Catégorie
Date
Temps de lecture
Par une décision du 30 juillet 2024, le Conseil d’Etat rappelle que l’avis du jury de concours ne lie pas l’acheteur et que ce dernier peut porter son choix définitif sur un autre candidat que celui classé premier par le jury.
La communauté d’agglomération Valence Romans Sud Rhône-Alpes a lancé, en 2016, un concours restreint en vue de la conclusion d’un marché de maîtrise d’œuvre pour la reconversion d’une ancienne caserne militaire en médiathèque et archives intercommunales. Lors du choix du lauréat, la communauté d’agglomération s’est écartée de l’avis du jury et a attribué le marché au groupement R., classé en deuxième position.
Les membres du groupement B., dont le projet avait été classé premier par le jury, ont saisi le tribunal administratif de Grenoble d’un recours en contestation de la validité du contrat, dans le cadre duquel ils ont sollicité, d’une part, l’annulation ou la résiliation du marché et, d’autre part, l’indemnisation des préjudices qu’ils estiment avoir subi du fait de leur éviction.
Le juge de première instance a rejeté leur requête, mais la Cour administrative d’appel de Lyon a quant à elle considéré que l’attribution du marché au candidat classé en deuxième position par le jury du concours n’était pas « manifestement justifiée » 1)CAA Lyon 24 novembre 2022, req. n° 20LY00105. La Cour a rejeté les conclusions dirigées contre le contrat, rappelant que le marché avait été complètement exécuté, mais a estimé que cette irrégularité avait fait perdre au groupement B. une chance sérieuse d’obtenir le marché et a donc condamné la communauté d’agglomération à l’indemniser de son manque à gagner.
C’est dans ce contexte que la communauté d’agglomération Valence Romans Sud Rhône-Alpes s’est pourvue en cassation devant le Conseil d’Etat, qui en profite pour réaffirmer que l’acheteur n’est pas tenu de suivre l’avis émis par le jury du concours.
Selon la juridiction, il ressort des dispositions de l’article 88 du décret du 25 mars 2016 alors en vigueur selon lesquelles « L’acheteur choisit le ou les lauréats du concours au vu des procès-verbaux et de l’avis du jury » (depuis reprises à l’article R. 2162-19 du code de la commande publique), que l’acheteur peut s’écarter de cet avis et porter son choix sur un candidat ayant participé au concours autre que celui classé premier par le jury.
La jurisprudence est d’ailleurs constante à cet égard : l’avis du jury n’a qu’un caractère consultatif 2)CE 10 octobre 1994 Commune de Béziers, req. n°121257 : Rec. CE.

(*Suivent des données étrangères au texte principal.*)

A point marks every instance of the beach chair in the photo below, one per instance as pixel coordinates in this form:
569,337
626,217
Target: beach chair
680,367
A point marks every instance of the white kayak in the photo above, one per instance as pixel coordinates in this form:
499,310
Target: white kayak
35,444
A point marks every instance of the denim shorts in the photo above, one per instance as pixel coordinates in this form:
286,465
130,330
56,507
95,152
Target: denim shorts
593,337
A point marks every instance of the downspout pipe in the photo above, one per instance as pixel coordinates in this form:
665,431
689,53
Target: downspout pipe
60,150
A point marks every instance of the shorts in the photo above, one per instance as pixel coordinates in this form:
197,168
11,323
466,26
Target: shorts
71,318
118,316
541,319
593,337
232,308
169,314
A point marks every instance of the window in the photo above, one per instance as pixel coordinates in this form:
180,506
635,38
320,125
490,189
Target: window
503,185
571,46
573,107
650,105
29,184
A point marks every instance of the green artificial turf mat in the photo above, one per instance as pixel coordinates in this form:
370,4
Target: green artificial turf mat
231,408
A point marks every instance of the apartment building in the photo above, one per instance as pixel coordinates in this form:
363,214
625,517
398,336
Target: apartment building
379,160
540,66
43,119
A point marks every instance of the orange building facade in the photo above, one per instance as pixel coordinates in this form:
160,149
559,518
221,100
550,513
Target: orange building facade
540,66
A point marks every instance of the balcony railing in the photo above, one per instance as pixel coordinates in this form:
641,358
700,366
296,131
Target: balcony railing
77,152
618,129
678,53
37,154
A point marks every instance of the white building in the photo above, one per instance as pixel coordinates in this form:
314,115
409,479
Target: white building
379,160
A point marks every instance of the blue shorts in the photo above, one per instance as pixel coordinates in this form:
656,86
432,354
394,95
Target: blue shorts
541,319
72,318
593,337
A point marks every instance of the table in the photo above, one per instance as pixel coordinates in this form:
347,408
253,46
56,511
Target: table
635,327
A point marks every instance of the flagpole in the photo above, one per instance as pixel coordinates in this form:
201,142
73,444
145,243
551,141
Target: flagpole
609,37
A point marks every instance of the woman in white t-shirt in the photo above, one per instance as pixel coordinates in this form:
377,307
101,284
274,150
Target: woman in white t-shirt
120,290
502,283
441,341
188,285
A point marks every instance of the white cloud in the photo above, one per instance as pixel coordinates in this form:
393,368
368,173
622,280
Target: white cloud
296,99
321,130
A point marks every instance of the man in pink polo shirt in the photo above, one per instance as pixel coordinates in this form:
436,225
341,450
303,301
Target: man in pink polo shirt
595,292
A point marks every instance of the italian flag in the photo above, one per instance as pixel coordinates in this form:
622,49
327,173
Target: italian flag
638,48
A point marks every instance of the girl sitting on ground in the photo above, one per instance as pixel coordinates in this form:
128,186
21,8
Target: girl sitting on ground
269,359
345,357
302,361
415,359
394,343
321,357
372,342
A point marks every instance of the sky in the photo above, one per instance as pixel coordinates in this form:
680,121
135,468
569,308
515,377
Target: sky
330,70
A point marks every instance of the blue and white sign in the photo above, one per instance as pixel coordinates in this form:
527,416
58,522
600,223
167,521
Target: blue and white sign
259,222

Le Conseil d’Etat censure donc la solution retenue par la Cour administrative d’appel de Lyon qui, comme le relève le rapporteur public Nicolas Labrune dans ses conclusions, « conduit à donner à l’avis du jury une portée particulière, impliquant une exigence de justification renforcée par l’acheteur public de son choix et surtout un contrôle juridictionnel approfondi de ce choix, dont les motifs doivent « manifestement prévaloir » sur ceux du jury. »
Ce faisant, le Conseil d’Etat rappelle également que le contrôle du juge sur le choix du candidat est restreint.
Réglant l’affaire au fond, il considère que la communauté d’agglomération n’a pas commis d’erreur manifeste d’appréciation en retenant un autre projet que celui proposé par le jury et en rejetant l’offre du groupement B. aux motifs qu’elle dépassait l’enveloppe prévisionnelle des travaux et nécessiterait de lourdes adaptations fonctionnelles.
L’arrêt de la Cour administrative de Lyon est partiellement annulé et les conclusions des membres du groupement B. sont rejetées.